Vakili Rad would be the second Iranian freed by French courts in less than two weeks, leading to speculation of a deal between Paris and Tehran to obtain freedom for a young French academic convicted by Iran of spying, who returned home Sunday.

French officials firmly have denied any dealmaking between Paris and Tehran to obtain the liberation of Clotile Reiss who was sentenced to 10 years in prison by Iran, with her jail term quickly commuted and replaced with a fine of 3 billion rials ($300,000). Reiss was arrested July 1 in postelection violence in Iran.

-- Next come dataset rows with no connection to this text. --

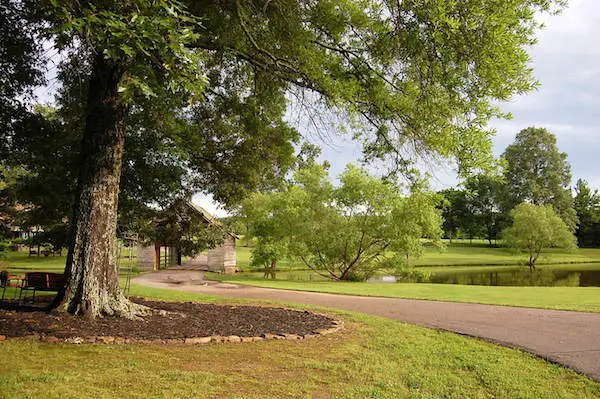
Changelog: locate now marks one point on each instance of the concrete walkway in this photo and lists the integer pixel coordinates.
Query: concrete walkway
(568, 338)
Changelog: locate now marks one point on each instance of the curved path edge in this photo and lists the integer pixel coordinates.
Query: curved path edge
(571, 339)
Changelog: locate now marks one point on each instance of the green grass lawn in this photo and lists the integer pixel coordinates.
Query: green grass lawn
(371, 358)
(21, 262)
(585, 299)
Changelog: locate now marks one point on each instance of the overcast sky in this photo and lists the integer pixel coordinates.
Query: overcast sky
(566, 61)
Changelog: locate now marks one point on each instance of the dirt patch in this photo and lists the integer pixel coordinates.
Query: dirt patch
(182, 320)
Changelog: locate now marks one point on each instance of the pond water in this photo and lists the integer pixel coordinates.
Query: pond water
(587, 276)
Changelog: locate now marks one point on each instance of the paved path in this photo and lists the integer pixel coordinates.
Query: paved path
(568, 338)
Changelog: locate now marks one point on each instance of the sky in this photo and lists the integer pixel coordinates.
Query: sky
(566, 62)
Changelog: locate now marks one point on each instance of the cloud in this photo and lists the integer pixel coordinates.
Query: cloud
(566, 61)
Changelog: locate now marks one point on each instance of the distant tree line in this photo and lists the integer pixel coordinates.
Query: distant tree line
(532, 170)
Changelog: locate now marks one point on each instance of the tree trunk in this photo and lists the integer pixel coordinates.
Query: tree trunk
(92, 288)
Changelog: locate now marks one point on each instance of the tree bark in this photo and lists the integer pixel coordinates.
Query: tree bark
(92, 288)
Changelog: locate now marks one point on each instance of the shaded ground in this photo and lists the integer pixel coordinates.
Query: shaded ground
(568, 338)
(182, 320)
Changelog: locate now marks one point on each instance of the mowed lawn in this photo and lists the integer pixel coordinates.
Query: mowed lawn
(462, 253)
(371, 358)
(459, 256)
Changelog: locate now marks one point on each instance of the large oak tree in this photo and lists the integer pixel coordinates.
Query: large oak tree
(410, 77)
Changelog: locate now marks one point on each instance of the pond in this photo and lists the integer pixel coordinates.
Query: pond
(571, 276)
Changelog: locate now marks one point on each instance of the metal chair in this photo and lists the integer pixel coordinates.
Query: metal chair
(3, 282)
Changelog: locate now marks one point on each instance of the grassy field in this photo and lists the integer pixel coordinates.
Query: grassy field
(372, 358)
(458, 257)
(20, 262)
(585, 299)
(464, 253)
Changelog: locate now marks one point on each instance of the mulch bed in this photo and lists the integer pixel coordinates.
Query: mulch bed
(183, 320)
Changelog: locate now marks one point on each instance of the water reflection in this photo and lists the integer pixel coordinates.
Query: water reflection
(506, 276)
(521, 277)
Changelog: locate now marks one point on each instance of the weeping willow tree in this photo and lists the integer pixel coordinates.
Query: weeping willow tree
(407, 77)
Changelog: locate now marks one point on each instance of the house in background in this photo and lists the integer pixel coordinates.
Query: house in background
(161, 255)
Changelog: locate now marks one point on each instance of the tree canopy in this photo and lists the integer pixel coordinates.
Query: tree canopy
(537, 172)
(346, 232)
(536, 227)
(210, 80)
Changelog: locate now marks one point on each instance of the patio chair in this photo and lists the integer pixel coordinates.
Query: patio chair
(3, 282)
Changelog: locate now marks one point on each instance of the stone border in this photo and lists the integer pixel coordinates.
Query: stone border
(337, 325)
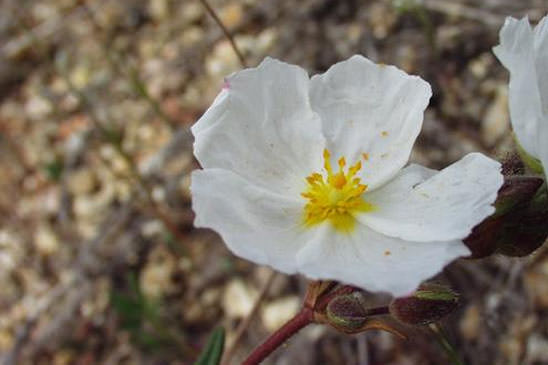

“We were never in a logic of the slightest bargaining,” French Foreign Ministry spokesman Bernard Valero said Monday during an interview with Associated Press Television News. When such questions are asked “that means one has doubts about the independence of the French justice system.”

Sorin Margulis, Vakili Rad’s attorney, also has denied speculation of a deal. “My client was in a position to be freed before the arrest of Miss Reiss.”

A French appeals court ruled July 2 that Vakili Rad could be given conditional freedom. The final decision had been postponed twice.

France has cut deals with Iran in the past to obtain freedom for French citizens.

In 1990, France pardoned the man convicted of carrying out a 1980 failed attack on Bakhtiar that killed two other people. Anis Naccache, a Lebanese, and his four accomplices were expelled to Tehran. Naccache’s freedom had been demanded by Iranian-backed terrorists who set off deadly bombs around Paris in 1986.

Bakhtiar, a respected, moderate opposition leader, was brought in as prime minister by the shah of Iran in a bid by the crumbling monarchy to save itself from growing revolutionary fervor. The shah was toppled in the 1979 Islamic revolution, and Bakhtiar fled to France.

In 1991, Bakhtiar, then 76, was killed in his home in the western Paris suburb of Suresnes.

Vakili Rad was found guilty in 1994 of killing Bakhtiar and sentenced to life in prison. During Vakili Rad’s trial, the prosecution representing the state maintained that Iran was behind the slayings. Two other Iranians were convicted for logistical roles in the killings, and two other alleged killers were never caught.

Tuesday’s decision by the Paris Court of Appeals to free Vakili Rad had been considered likely after the French Interior Ministry issued an expulsion order Monday. French judges already had said they favored a conditional release, if an expulsion order had come through.

French law allows expulsion for foreigners with no ties to France once they are released. The French prosecutor’s office said Tuesday that it was able to order Vakili Rad’s release because he had requested that he be sent back to Iran if he were freed.

The only issues that could delay a Tuesday departure are whether Vakili Rad has received an up-to-date passport and whether formalities are concluded in time to catch a flight home.